07. Data Modeling 2
Introduction:
The leverage effect measures how far an observation's predictor values are from the mean of all predictor values.
Observations with high leverage have the potential to exert significant influence on the estimated regression coefficients.
Understanding leverage is crucial for identifying influential data points and ensuring the robustness of your regression model.
High leverage points significantly influence the regression model, i.e., regression coefficients.
The Hat Matrix (\(\mathbf{H}\)):
The leverage of each observation is given by the diagonal elements \(h_{ii}\) of the Hat Matrix: \[ \mathbf{H} = \mathbf{X} (\mathbf{X}^\top \mathbf{X})^{-1} \mathbf{X}^\top \]
Properties of \(h_{ii}\):
\(0 \leq h_{ii} \leq 1\)
\(\sum_{i=1}^{n} h_{ii} = p\) (number of parameters)
Interpretation:
A high leverage value \(h_{ii}\) indicates that observation \(i\) is far from the mean of the predictor variables.
Such observations can significantly influence the estimated regression coefficients.
Example:
\[ \mathbf{X} = \begin{pmatrix} 1 & 1 & 1 \\ 1 & 2 & 4 \\ 1 & 3 & 9 \\ 1 & 4 & 16 \\ 1 & 5 & 25 \\ \end{pmatrix} \quad \mathbf{H} = \begin{pmatrix} .9 & . & . & . & . \\ . & .4 & . & . & . \\ . & . & .5 & . & . \\ . & . & . & .4 & . \\ . & . & . & . & .9 \\ \end{pmatrix} \] The diagonal elements of \(\mathbf{H}\) are the leverage values.
High Leverage Indicates:
An observation with a high leverage value \(h_{ii}\) is far from the mean of the predictor variables.
Identifying High Leverage Points:
A commonly used threshold: \[ h_{ii} > \frac{2p}{n} \]
where \(p\) is the number of parameters and \(n\) is the number of observations.

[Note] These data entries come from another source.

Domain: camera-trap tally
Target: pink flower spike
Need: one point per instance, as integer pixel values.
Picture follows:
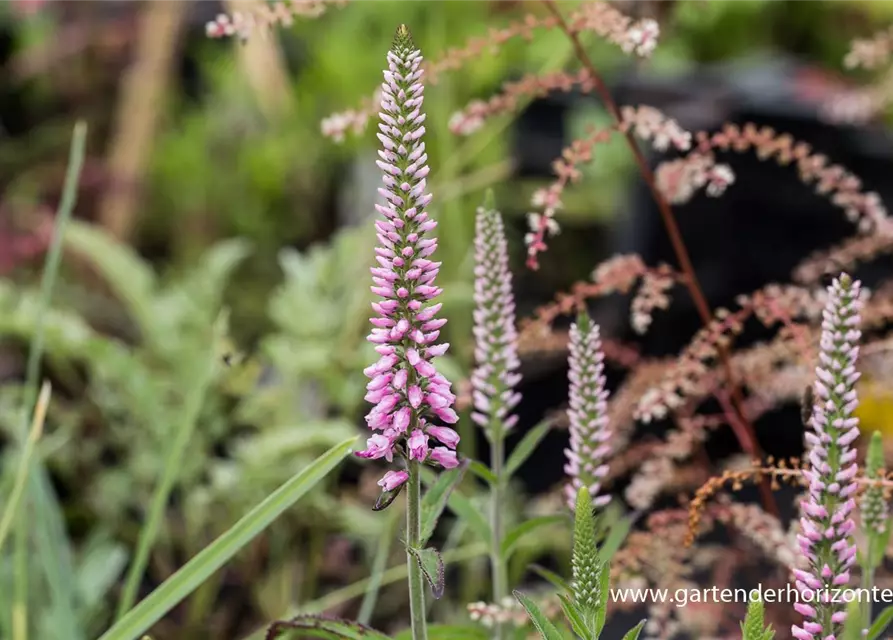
(418, 446)
(826, 526)
(406, 329)
(587, 412)
(445, 457)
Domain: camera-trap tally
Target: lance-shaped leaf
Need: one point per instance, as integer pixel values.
(436, 498)
(432, 566)
(322, 627)
(547, 630)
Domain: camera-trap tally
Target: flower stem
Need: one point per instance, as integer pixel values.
(497, 566)
(413, 534)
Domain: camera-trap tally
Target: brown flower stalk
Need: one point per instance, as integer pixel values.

Observations beyond the threshold are considered high-leverage points.
Example:
a) Equidistant predictor values: \[ thr = .8 \quad \mathbf{X} = \begin{pmatrix} 1 & 10 \\ 1 & 20 \\ 1 & 30 \\ 1 & 40 \\ 1 & 50 \\ \end{pmatrix} \quad \text{diag}\left(\mathbf{H}\right) = \begin{pmatrix} .6 \\ .3 \\ .2 \\ .3 \\ .6 \\ \end{pmatrix} \quad \checkmark \] b) Non-equidistant predictor values: \[ \mathbf{X} = \begin{pmatrix} 1 & 1 \\ 1 & 2 \\ 1 & 5 \\ 1 & 10 \\ 1 & 50 \\ \end{pmatrix} \quad \text{diag}\left(\mathbf{H}\right) = \begin{pmatrix} .3 \\ .3 \\ .2 \\ .2 \\ 1. \\ \end{pmatrix} \quad \text{⚠︎} \]
Practical Implications:
High-leverage points may not necessarily be outliers in the response variable but can disproportionately affect the regression model.
Influence of an Observation:
depends on both its leverage and its residual.
an observation with high leverage and a large residual can have a significant impact on the regression model.
Cook's Distance (\(D_i\)):
measures the influence of an observation: \[ D_i = \frac{(e_i)^2}{p \cdot \hat{\sigma}^2} \frac{h_{ii}}{(1 - h_{ii})^2} \]
where \(e_i\) is the residual of observation \(i\), \(p\) is the number of parameters, and \(\hat{\sigma}^2\) is the estimated variance.
Interpretation of Cook's Distance:
A larger \(D_i\) indicates a more influential observation.
Common threshold: \[ D_i > \frac{4}{n} \] where \(n\) is the number of observations.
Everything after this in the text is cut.